Nowe wydanie:
„444”
Maciej Siembieda
Niejedno dzieło sztuki
rozpala wyobraźnie tych, którzy je podziwiają. Jedne z nich wzbudzają o wiele
większe emocje niż można byłoby się spodziewać. Przekaz, jaki niosą czasem
ukryty jest pomiędzy wierszami, tak, by mogli odczytać go jedynie
wtajemniczeni. A co jeśli zrobi to ktoś, kto nie powinien w ogóle być świadomy jego
istnienia?
Epickie malowidła Jana
Matejki od ponad wieku obrazują wiele najważniejszych momentów w historii
Polski. Jednak niektóre mogą zawierać coś jeszcze. Czy obraz „Chrzest Warneńczyka”
należy do tej kategorii? Z pewnością jego dzieje są cokolwiek niecodzienne,
kradziony i odzyskiwany był kilka razy, co stoi za tymi czynami? To nie jedyna tajemnica
z nim związana. Kolejną do wyjaśnienia ma prokurator Jakub Kania, który bardzo
szybko przekonuje się, iż cenne płótno budzi zainteresowanie aż za bardzo i to może
z zabójczym skutkiem. Dlaczego właśnie to dzieło mistrza otacza aura sekretów i
zagadek? A może prawda jest o wiele bardziej skomplikowana i kryje się w
proroctwie z przeszłości? Święta wojna prowadzona jest od stuleci i od setek
lat toczy się poza polskimi granicami, jaki związek ma obraz z dziewiętnastego
wieku, nawet jeśli jest spod pędzla mistrza malarstwa? Tak wiele znaków
zapytania, natomiast odpowiedzi żadnej, poszlaki są nikłe i opierają się
bardziej na śledczej intuicji niż tropach. Czy to wystarczy by odkryć sekret,
jaki od setek lat był chroniony? Co kryje?
Tych, którzy przeczytali,
chociaż jedną powieść autorstwa Macieja Siembiedy, z pewnością nie muszę zachęcać
do lektury kolejnej. Natomiast reszta powinna jak najszybciej sięgnąć po książki
tego pisarza. Dlaczego? Bohaterowie, motyw, wątki, drugi plan. To tak w skrócie,
a jak wiadomo liczą się detale, bez nich czytanie traci smak i wkrada się nuda.
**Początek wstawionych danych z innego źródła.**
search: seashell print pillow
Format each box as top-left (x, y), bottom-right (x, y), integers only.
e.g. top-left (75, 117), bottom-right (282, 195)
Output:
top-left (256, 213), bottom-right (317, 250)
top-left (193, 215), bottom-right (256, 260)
Z pewnością w „444” jedno i drugie czytelnikowi nie gości ani na minutę. Sama
tematyka jest już intrygująca, a podłoże faktograficzne jest wprost jak ze
scenariuszy największych światowych wytwórni filmowych. Prawda historyczna plus
wyobraźnia autora daje efekt w postaci pełnej zwrotów akcji, oczywiście w
najmniej spodziewanych momentach, kierujących fabułę w kierunku, jakiego nikt z
czytających nie brał pod uwagę. Zresztą rozpoczynając czytanie „444”
spodziewajcie się czegoś więcej niż niespodziewanego i wcale nie jest na
wyrost, zwłaszcza jeśli przeszłość, mnie i bardziej odległa, przeplata się z
teraźniejszością i nie tylko. To tak na zaostrzenie apetytu, chociaż bardzo
szybko przekonujemy się, że zgodnie z hasłem „cudze chwalicie, swego nie znacie”
okazuje się, iż na rodzimym podwórku mamy wiele zagadek, czekających na
odkrycie i rozwiązanie. Można je również uczynić motywem dla książki, w której mistrz
Matejko jest w samym centrum prokuratorskiego śledztwa, a główny bohater przemierza
świat wzdłuż i wszerz by je rozwiązać.